Exemples de formats ludo-pédagogiques
- Jeux de rôle encadrés : à condition de poser des règles claires (cadre sécurisant, droit à l’erreur, objectifs définis), ils permettent d’explorer les postures professionnelles et les situations relationnelles sensibles. Le débriefing est essentiel pour transformer l’expérience en apprentissage.
- Serious games numériques pour simuler des prises de décision.
- Escape games pour revisiter de façon ludique des protocoles ou référentiels.
- Jeux-cadres de Thiagi ou autres ateliers d’intelligence collective, adaptables à tous types de thèmes (bientraitance, gestion des risques, etc.) → Voir les Fiches ateliers de Stéphanie Deroubaix ici.
- Les jeux de placement, les jeux de cartes, pour dédramatiser.
En bref, la ludopédagogie transforme une situation d’apprentissage en une expérience engageante, porteuse de sens et de lien. Elle ne se substitue pas à d’autres méthodes : elle les complète en redonnant envie d'apprendre et de s'impliquer collectivement.
Quelles conditions pour qu’un jeu pédagogique fonctionne dans les ESSMS ?
Le jeu a toute sa place dans les établissements sociaux et médico-sociaux.
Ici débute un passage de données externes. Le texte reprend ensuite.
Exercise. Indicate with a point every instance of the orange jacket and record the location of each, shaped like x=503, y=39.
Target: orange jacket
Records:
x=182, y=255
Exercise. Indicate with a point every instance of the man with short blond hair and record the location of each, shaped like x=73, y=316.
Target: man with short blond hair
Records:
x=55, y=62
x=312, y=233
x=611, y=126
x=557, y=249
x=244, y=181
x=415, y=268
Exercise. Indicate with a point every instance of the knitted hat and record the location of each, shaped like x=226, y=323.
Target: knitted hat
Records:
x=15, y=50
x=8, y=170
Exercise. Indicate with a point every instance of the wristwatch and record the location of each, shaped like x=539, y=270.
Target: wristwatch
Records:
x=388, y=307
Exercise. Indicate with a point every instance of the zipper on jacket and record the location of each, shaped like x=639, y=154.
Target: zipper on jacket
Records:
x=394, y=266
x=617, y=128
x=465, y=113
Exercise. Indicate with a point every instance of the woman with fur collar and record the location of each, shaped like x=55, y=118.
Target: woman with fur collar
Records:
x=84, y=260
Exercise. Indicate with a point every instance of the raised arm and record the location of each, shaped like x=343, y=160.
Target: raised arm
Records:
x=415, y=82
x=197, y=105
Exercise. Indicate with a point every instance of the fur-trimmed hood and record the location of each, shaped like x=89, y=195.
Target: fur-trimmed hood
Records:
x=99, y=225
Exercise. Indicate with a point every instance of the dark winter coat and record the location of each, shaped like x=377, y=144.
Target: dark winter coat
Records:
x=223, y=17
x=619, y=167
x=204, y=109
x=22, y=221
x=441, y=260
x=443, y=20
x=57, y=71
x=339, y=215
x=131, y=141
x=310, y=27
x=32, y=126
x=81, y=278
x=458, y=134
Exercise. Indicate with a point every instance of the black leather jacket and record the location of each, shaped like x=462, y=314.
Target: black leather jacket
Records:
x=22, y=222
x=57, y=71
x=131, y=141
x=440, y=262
Il parle à l’humain, il crée du lien, il donne du sens. Mais pour qu’il fonctionne vraiment en formation, quelques conditions doivent être réunies.
D’abord, le jeu installe un climat de confiance. En sortant du cadre habituel, il permet d’aborder des sujets parfois sensibles — comme la bientraitance ou les erreurs — de manière plus libre, moins formelle.
Ensuite, il renforce la dynamique de groupe. En jouant ensemble, on coopère, on se découvre autrement, on construit une réponse collective. C’est une façon concrète de nourrir la cohésion d’équipe.
Le jeu, c’est aussi du plaisir et de l’émotion. Rire, se surprendre, relever un défi… Ce sont des émotions positives qui marquent les esprits et qui aident à retenir l’essentiel.
Autre point clé : dans un quotidien souvent sous tension, le jeu offre une pause utile. Un moment à la fois structuré et respirant, où les professionnels peuvent souffler tout en apprenant.
Enfin, le jeu donne la main aux équipes. On ne subit plus une formation descendante : on expérimente, on interagit, on construit ensemble. Et c’est là que les messages prennent tout leur sens.
Un outil au service de l'amélioration continue de la qualité
La qualité ne doit pas rester l'affaire des experts ou des cadres. La ludopédagogie peut devenir un véritable levier pour démocratiser la culture de l'amélioration continue dans tous les services d'un ESSMS.
Voici ses apports clés :
- Dramatiser les enjeux de la qualité : le jeu rend les thématiques plus accessibles et compréhensibles pour tous.
- Renforcer l’acculturation progressive : des formats courts, réguliers, conviviaux ancrent naturellement les principes qualité dans les pratiques.
- Impliquer tous les métiers : soignants, agents hôteliers, personnels administratifs… tout le monde peut apprendre et contribuer.
- Valoriser les savoirs de terrain : les jeux bien conçus intègrent des cas réels, des retours d’expérience, les réflexions du quotidien.
- Initier des changements de posture : sur les risques, les droits des usagers, la bientraitance…
- Marquer les esprits : une activité bien animée, émotionnellement engageante, laisse une empreinte durable. Ce qui a été vécu est mieux retenu et plus facilement réinvesti.
C’est un excellent outil pour accompagner de nouvelles pratiques ou la préparation à une évaluation.